MUMBAI (Reuters) - The Reserve Bank of India unexpectedly lowered its policy rate for the second time this year on Wednesday, backing a government that is pushing to revive economic growth as inflation cools.
Although markets had broadly expected the RBI to reduce rates again after a cut in January, few had expected a move just days after the government unveiled a budget that took a slower path to lowering the fiscal deficit.
After cutting the policy repo rate by 25 basis points to 7.50 percent, RBI Governor Raghuram Rajan issued a statement citing his reasons for making the move a month before a scheduled policy review.
“Given low capacity utilisation and still-weak indicators of production and credit off-take, it is appropriate for the Reserve Bank to be pre-emptive in its policy action,” he said.
The RBI embarked on an easing cycle on Jan. 15 with a quarter percentage point reduction that had also caught market off guard by taking place outside of a scheduled review.
The benefits have still to pass through to borrowers, however, as commercial banks have been hesitant about lowering their lending rates.
While seeing improvement in the economy, Rajan doubted whether it was doing as well as official gross domestic product data suggested, after recent changes to methodology showed India outpacing China by growing 7.5 percent in the last quarter.
“Nevertheless,” he said, “the picture of a steadily recovering economy appears right.”
Analysts said the latest rate reduction showed the RBI’s trust in the 10-month-old government of Prime Minister Narendra Modi to maintain fiscal discipline even though it will take longer to reach its deficit goals.
The budget laid out plans to reduce the fiscal deficit to 3.9 percent of gross domestic product, in the 2015/16 financial year, and bring it down to 3.0 percent by 2017/18 - a year later than an earlier road map had targeted.
“This is a good beginning and we are going to be watchful,” Rajan told analysts in a conference call. “There are lots of plans and a lot of intent (in the budget), so we are going to see how it rolls out.”
Describing the deficit reduction plan as “very prudent”, Minister of State for Finance Jayant Sinha said the government was striking a balance between making more gradual reductions in the deficit and investing in infrastructure and key sectors.
“It’s that balance that the RBI has appreciated,” Sinha said, responding to the interest rate cut.
The boost for the government also comes a week after it endorsed an RBI-led change to monetary policy, formally adopting inflation targeting. India is expected to establish a monetary policy committee, which could give the government more influence over decisions like interest rate moves, but its size and composition remain a matter of heated debate on both sides.
Indian bonds rose sharply after the cut. The benchmark 10-year bond yield dropped to as much as 7.61 percent, its lowest level since July 2013.
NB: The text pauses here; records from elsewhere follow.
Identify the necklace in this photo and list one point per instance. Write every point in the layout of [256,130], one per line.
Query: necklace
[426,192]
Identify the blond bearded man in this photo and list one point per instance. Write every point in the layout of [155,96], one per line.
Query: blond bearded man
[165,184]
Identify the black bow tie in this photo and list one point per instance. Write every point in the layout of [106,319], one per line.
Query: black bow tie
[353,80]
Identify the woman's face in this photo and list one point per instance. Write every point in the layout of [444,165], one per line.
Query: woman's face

Yet while Rajan signalled he was optimistic inflation would remain contained and analysts said they continued to expect further monetary easing, most cautioned that the prospect of deep, fast cuts was now reduced.
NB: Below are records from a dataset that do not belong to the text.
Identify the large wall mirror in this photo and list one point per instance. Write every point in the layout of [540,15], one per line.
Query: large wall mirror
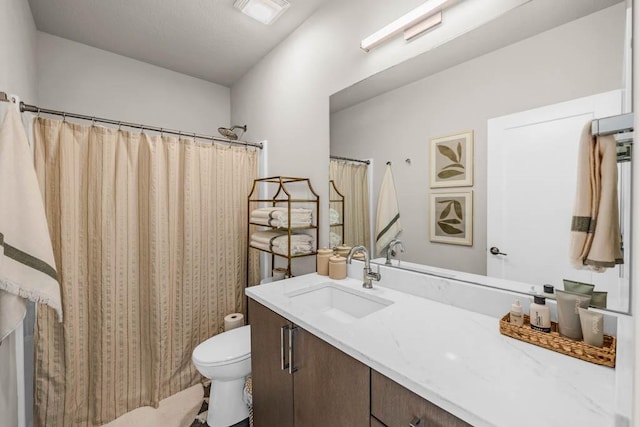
[487,85]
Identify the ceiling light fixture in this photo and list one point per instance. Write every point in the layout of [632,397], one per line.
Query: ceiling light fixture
[416,22]
[265,11]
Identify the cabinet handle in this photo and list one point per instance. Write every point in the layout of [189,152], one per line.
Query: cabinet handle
[292,369]
[283,363]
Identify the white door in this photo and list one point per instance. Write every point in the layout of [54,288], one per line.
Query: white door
[531,183]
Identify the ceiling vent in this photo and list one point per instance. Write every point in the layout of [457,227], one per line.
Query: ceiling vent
[265,11]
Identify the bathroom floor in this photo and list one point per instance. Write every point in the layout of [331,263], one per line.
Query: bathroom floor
[201,418]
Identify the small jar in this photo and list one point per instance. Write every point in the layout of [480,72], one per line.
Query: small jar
[343,250]
[279,273]
[337,267]
[322,261]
“We expect one more rate cut (this year) but it looks as though the bias is towards more easing,” said Frederic Neumann, Co-Head Of Asian Economics at HSBC in Singapore.
Indian inflation has moderated sharply as global oil prices have slumped since last year. In January, consumer prices rose an annual 5.11 percent, having fallen from double digit levels posted as recently as November 2013.
That puts inflation well within a target of 4 percent, with a band of plus or minus 2 percentage points, agreed by the RBI and the government, for the financial year beginning in April 2016.
Rajan, at the conference call with analysts, said the RBI would target an inflation rate of 4 percent by the end of January 2018, and said a real interest rate of 1.5 to 2.0 percent was appropriate at this point in the economic cycle.
India’s rate cut comes as a slew of central banks across developed and emerging economies cut interest rates, including in Indonesia and China, despite the prospect of rising U.S. interest rates later this year.
Rajan’s statement noted that the rupee’s relative strength added to disinflationary pressures, but again warned that global events could reverse the trend.